The core goals of Benerator are

  • Generation of data that satisfies complex data validity requirements
  • Anonymization of production data for showcases and serious performance testing projects
  • Efficient generation of large data volumes, scaling up to companies with billions of customers and Big Data projects
  • Early applicability in projects
  • Little maintenance effort with ongoing implementation through configuration by exception
  • Wide and easy customizability
  • Applicability by non-developers
  • Intuitive data definition format
  • Satisfying stochastic requirements on data
  • Extraction and anonymization of production data
  • Supporting distributed and heterogeneous applications
  • Establishing a common data generation platform for different business domains and software systems

Features

Data Synthesization

Performance test data can be completely synthesized. A basic setup can be imported e.g. from DbUnit files, CSV files and fixed column width files. A descriptor file configures how imported data should be processed and adds completely synthesized data. The processed or generated data finally is stored in the system under test.

Production Data Anonymization

Production data can be easily extracted from production systems. Tables can be imported unmodified, filtered, anonymized and converted.

State of the Benerator

Benerator is developed and continuously extended and improved since June 2006. Benerator is mainly used and tested best for the data file and database data generation, for these applications Benerator should help you with almost all your data generation needs out of the box - and extending Benerator for specific needs is easy.

XML-Schema, on the other hand, allows for an extraordinarily wide range of features. Benerator's XML support is limited to features that are useful for generating XML data structures (no mixed content) and does not yet support all variants possible with XML schema. The elements <unique>, <key> and <keyRef> cannot be handled automatically, but require manual configuration. The following features are not yet implemented: <group> , <import>, <all> and <sequence> with minCount != 1 or maxCount != 1. If you need support for some of these, please contact us.

Building Blocks

Database Support

All common SQL data types are supported.

Benerator was tested with and provides examples for

  • Oracle 19c (thin driver)
  • DB2
  • MS SQL Server
  • MySQL 5
  • PostgreSQL 12
  • HSQL 2.x
  • H2 1.2
  • Derby 10.3
  • Firebird

Benerator Editions

Benerator comes in different editions which differ by feature set, scalability and performance:

Performance Comparison

The results below show Benerator's generation and anonymization performance on a plain MacBook Air (2020) with standard equipment and Azul Java Virtual Machine (CE = Community Edition, EE = Enterprise Edition):

Benchmark CE 1.1.2 CE 2.0.0 EE 2.0.0 / 1 Thread EE 2.0.0 / 4 Threads
gen-string.ben.xml 37 58 336 1,095
gen-person-showcase.ben.xml 26 119 111 327
anon-person-showcase.ben.xml 31 120 113 328
anon-person-regex.ben.xml 346 537 838 1,381
anon-person-hash.ben.xml 386 500 1,299 1,287
anon-person-random.ben.xml 576 838 1,514 1,736
anon-person-constant.ben.xml 2,210 2,745 2,646 2,162

The numbers are million entities generated/anonymized per hour. Compared to CE 1.1.2's generation engine, CE 2.0.0 is 1.5-2 times faster and EE 2.0.0 with 4 threads is roughly 4 times faster and scales further with the number of CPUs on your machine.
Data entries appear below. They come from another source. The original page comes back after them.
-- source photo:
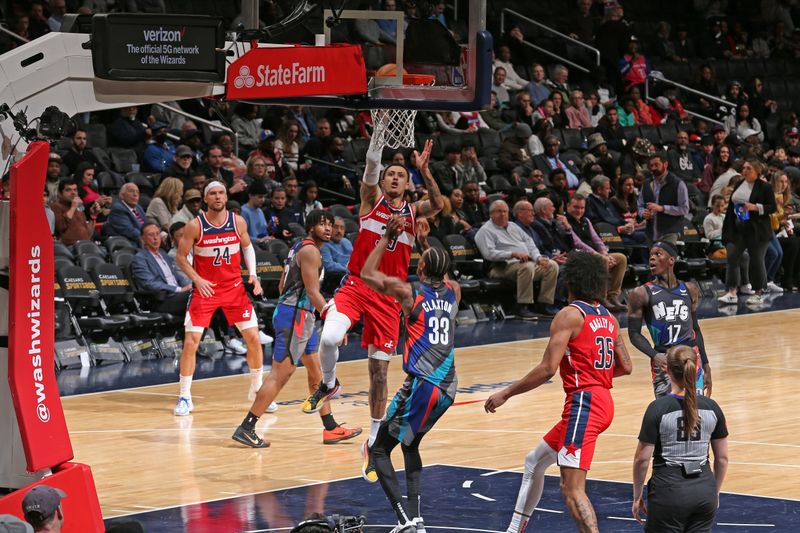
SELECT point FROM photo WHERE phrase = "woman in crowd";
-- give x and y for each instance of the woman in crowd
(165, 203)
(677, 429)
(747, 227)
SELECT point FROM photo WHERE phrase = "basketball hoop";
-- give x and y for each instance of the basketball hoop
(395, 127)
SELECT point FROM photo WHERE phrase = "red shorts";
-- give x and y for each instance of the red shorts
(587, 413)
(381, 313)
(233, 300)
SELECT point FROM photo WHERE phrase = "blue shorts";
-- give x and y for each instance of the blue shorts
(295, 333)
(415, 408)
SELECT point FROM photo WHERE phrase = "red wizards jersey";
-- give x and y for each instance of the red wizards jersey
(216, 252)
(589, 361)
(397, 256)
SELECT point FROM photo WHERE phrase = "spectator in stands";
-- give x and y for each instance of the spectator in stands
(308, 197)
(127, 216)
(499, 88)
(183, 165)
(514, 256)
(475, 211)
(577, 114)
(287, 146)
(79, 152)
(58, 8)
(277, 216)
(336, 252)
(70, 220)
(585, 238)
(551, 159)
(246, 124)
(747, 227)
(160, 153)
(611, 129)
(743, 123)
(41, 508)
(53, 174)
(127, 131)
(154, 270)
(192, 200)
(680, 160)
(165, 202)
(537, 87)
(664, 202)
(253, 213)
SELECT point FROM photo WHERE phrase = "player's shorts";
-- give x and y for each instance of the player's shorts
(231, 298)
(381, 313)
(587, 413)
(415, 408)
(661, 384)
(295, 333)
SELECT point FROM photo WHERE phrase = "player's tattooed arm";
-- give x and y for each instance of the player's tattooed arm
(434, 203)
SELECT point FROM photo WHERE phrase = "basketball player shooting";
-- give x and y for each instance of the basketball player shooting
(381, 199)
(218, 240)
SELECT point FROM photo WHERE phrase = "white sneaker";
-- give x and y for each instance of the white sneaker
(183, 407)
(236, 346)
(773, 287)
(756, 299)
(746, 289)
(728, 298)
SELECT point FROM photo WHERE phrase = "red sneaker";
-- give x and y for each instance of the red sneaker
(339, 434)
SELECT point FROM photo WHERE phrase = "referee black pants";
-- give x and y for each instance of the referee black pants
(676, 503)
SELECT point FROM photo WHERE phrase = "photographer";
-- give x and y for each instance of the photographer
(683, 492)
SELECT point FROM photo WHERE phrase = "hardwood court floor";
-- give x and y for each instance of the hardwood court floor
(144, 458)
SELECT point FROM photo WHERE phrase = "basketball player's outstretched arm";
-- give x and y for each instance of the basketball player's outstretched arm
(699, 341)
(190, 236)
(434, 203)
(377, 280)
(565, 326)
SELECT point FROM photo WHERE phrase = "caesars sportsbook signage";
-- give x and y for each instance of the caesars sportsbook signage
(31, 365)
(158, 47)
(278, 72)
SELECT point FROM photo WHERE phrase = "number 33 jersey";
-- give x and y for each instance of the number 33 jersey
(589, 360)
(216, 252)
(429, 352)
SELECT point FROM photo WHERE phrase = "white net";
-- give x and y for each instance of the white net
(393, 128)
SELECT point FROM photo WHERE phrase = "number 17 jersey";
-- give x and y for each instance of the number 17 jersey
(216, 252)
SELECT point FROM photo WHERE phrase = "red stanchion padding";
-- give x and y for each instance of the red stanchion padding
(337, 69)
(31, 328)
(81, 508)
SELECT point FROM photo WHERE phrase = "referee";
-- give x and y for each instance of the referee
(683, 492)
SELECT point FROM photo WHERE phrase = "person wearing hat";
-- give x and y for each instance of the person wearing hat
(191, 207)
(41, 507)
(668, 306)
(253, 212)
(12, 524)
(159, 154)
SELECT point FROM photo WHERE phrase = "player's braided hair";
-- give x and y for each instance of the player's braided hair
(437, 263)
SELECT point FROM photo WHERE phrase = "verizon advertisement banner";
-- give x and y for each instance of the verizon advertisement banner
(31, 370)
(297, 71)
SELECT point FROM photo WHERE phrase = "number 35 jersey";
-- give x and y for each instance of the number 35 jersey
(216, 252)
(668, 316)
(589, 360)
(429, 352)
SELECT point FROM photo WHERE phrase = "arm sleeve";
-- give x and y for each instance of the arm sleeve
(637, 339)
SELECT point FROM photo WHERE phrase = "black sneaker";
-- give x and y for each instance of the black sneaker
(249, 438)
(315, 402)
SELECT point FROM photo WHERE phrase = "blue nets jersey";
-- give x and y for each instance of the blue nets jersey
(668, 316)
(429, 352)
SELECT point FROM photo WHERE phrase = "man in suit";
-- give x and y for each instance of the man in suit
(156, 271)
(127, 217)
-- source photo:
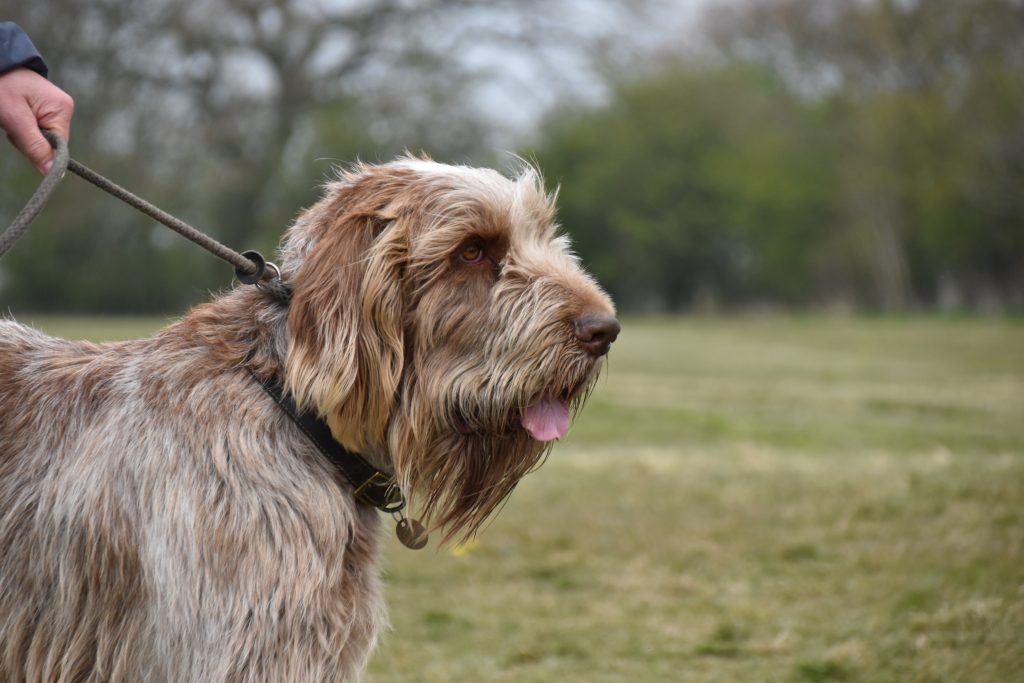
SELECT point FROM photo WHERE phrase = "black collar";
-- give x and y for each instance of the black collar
(370, 485)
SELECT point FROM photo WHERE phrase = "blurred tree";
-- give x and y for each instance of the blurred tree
(214, 109)
(694, 186)
(931, 132)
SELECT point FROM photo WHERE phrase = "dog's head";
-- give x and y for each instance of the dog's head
(439, 322)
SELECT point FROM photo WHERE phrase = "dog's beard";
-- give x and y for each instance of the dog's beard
(459, 455)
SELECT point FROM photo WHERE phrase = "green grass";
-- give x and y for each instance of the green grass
(792, 500)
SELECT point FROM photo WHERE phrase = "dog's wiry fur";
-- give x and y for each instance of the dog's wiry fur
(162, 519)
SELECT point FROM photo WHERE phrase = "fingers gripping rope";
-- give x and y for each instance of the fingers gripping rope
(250, 267)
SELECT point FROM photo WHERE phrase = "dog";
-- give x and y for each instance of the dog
(163, 518)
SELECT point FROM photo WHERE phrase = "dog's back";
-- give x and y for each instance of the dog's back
(151, 503)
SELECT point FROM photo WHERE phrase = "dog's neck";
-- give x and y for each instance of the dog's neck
(248, 328)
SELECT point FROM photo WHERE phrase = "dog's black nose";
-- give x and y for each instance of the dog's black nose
(596, 332)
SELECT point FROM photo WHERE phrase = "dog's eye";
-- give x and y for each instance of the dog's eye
(472, 254)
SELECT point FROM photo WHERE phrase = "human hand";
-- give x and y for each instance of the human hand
(28, 102)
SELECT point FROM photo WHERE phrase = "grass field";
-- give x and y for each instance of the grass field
(745, 500)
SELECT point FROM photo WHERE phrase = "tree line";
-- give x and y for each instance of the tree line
(808, 154)
(819, 154)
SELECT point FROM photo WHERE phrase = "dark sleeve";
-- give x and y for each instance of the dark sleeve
(16, 50)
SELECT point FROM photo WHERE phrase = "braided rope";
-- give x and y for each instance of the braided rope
(61, 161)
(38, 199)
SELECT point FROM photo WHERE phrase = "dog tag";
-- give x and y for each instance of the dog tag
(411, 532)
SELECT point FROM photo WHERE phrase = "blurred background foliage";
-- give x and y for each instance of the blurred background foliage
(798, 154)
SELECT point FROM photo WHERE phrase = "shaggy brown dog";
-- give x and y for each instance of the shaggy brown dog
(163, 519)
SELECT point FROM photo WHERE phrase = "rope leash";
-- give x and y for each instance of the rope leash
(250, 266)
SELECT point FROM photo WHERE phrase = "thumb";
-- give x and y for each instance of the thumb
(26, 136)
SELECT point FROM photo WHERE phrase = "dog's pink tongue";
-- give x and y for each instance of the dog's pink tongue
(547, 420)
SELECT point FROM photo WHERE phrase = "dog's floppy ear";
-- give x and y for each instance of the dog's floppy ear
(346, 345)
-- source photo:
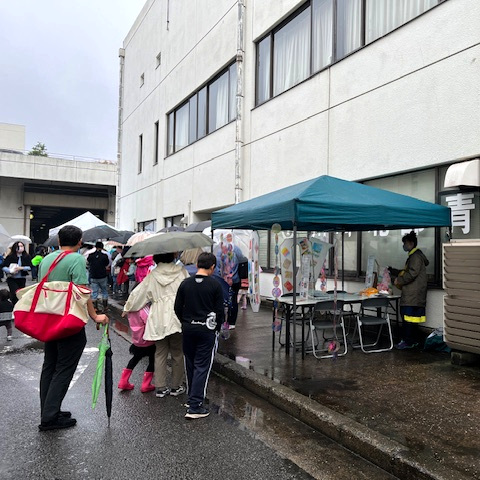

Benerator Community Edition (CE)

Benerator started as an open-source project and is committed to further improve and extend with and from the feedback of its user base and its contributors. It is the most powerful open-source data generator and is competitive with all commercial products.

However, it has two historic limitations: - No neat graphical user interface - Only single-threaded generation and anonymization

Though, Benerator Community Edition still has an impressive performance.

Benerator Enterprise Edition (EE)

Extends Benerator Community Edition and improves it in many respects. With highly-optimized engine and generation-related components and with multithreaded execution support, its performance on a single machine is about 10x the performance of the Community Edition and Benerator can easily scale over multiple machines in your private cloud / cluster setup.

Improvements against the Community Edition are

  • Improved performance on single threading
  • Multithreaded data generation and anonymization
  • Anonymization Reporting supports you in compliance checking
  • Benerator UI: An integrated graphical development environment with editing support, project and task management
  • JSON support
  • JMS support: ActiveMQ, RabbitMQ and more
  • Kafka support
  • Industry modules: Logistics, Insurance, Finance, ...